Although objection was interposed to parts of the testimony of the officers concerning what was found in the interior of the building, the record does not disclose that any objection was interposed to the testimony of the officer that the defendant was the person who opened the door to the building, and that defendant was the only person on the inside of the premises. Furthermore, the general rule relied upon by the defendant to the effect that evidence of offenses other than the one for which the defendant is on trial is not admissible would not apply because there is an exception to such general rule, which is as firmly established as the rule itself, to the effect that evidence that tends directly to prove defendant's guilt is not rendered inadmissible because it proves or tends to prove him guilty of another offense, and also that evidence of a different offense than the one charged is admissible when both offenses are so closely linked or connected as to form part of res gestae. Daves v. State, 77 Okla. Crim. 343, 141 P.2d 603; Johnson v. State, 82 Okla. Crim. 437, 172 P.2d 337; Tillman v. State, 82 Okla. Crim. 276, 169 P.2d 223.

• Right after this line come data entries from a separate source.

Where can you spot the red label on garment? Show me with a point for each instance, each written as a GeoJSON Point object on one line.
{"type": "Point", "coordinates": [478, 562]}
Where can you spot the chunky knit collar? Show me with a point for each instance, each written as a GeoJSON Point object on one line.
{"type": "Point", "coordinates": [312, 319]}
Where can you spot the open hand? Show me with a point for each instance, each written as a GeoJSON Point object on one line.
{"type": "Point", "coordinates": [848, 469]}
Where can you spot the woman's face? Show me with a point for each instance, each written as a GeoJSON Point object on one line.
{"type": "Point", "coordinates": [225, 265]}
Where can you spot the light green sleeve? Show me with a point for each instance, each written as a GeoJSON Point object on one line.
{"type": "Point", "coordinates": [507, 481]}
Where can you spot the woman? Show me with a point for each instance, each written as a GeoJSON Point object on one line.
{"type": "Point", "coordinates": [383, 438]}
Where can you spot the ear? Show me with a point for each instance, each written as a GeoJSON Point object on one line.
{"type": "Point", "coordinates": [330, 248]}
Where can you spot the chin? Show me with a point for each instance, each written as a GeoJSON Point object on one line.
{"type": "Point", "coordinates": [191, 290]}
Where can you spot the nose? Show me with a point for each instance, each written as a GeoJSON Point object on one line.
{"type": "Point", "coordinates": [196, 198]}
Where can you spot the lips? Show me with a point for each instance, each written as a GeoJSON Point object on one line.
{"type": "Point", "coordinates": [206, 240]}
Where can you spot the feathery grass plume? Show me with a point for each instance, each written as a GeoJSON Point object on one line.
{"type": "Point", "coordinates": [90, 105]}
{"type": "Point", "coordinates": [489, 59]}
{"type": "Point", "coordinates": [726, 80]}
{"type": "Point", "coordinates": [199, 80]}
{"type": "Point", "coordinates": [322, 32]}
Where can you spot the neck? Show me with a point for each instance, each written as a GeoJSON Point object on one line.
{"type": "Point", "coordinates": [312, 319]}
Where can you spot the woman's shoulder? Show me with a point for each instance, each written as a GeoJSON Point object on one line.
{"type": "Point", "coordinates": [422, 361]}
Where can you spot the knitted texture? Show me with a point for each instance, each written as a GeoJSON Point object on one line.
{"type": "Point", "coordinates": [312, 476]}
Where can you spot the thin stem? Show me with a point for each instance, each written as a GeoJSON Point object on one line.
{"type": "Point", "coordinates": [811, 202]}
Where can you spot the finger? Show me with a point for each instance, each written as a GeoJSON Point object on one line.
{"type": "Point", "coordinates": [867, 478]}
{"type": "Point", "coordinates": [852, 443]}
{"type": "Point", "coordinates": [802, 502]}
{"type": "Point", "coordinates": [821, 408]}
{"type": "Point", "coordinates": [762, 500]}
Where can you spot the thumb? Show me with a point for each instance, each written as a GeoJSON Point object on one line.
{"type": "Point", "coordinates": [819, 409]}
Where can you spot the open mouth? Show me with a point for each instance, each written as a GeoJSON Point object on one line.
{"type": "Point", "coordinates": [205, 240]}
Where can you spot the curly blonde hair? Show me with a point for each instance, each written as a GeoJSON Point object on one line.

Of course, the testimony of the officers did not show the commission of any other offense by the accused; their testimony establishing the fact that defendant was the only person in the building was admissible as a part of the res gestae because the entrance of the officers into the building was within a minute or two after the sale of the whiskey was consummated.

We think there is merit to the contention that the sentence which was imposed was excessive. The jury did not fix the punishment but left the same to be fixed by the court. At the time the motion for new trial was overruled, there was no evidence presented to the court to show that the defendant was an habitual offender, nor was there anything placed in the record which would justify this court in sustaining the infliction of the maximum penalty. The punishment imposed in any offense must bear a direct relationship to the nature and circumstances of the offense which was committed.

*420 It is our conclusion, after carefully considering the record, that the ends of justice will be served by modifying the sentence which was imposed from six months in the county jail and a fine of $500, to 60 days in the county jail and a fine of $250, and the judgment and sentence as thus modified is affirmed.

POWELL, P.J., and BRETT, J., concur.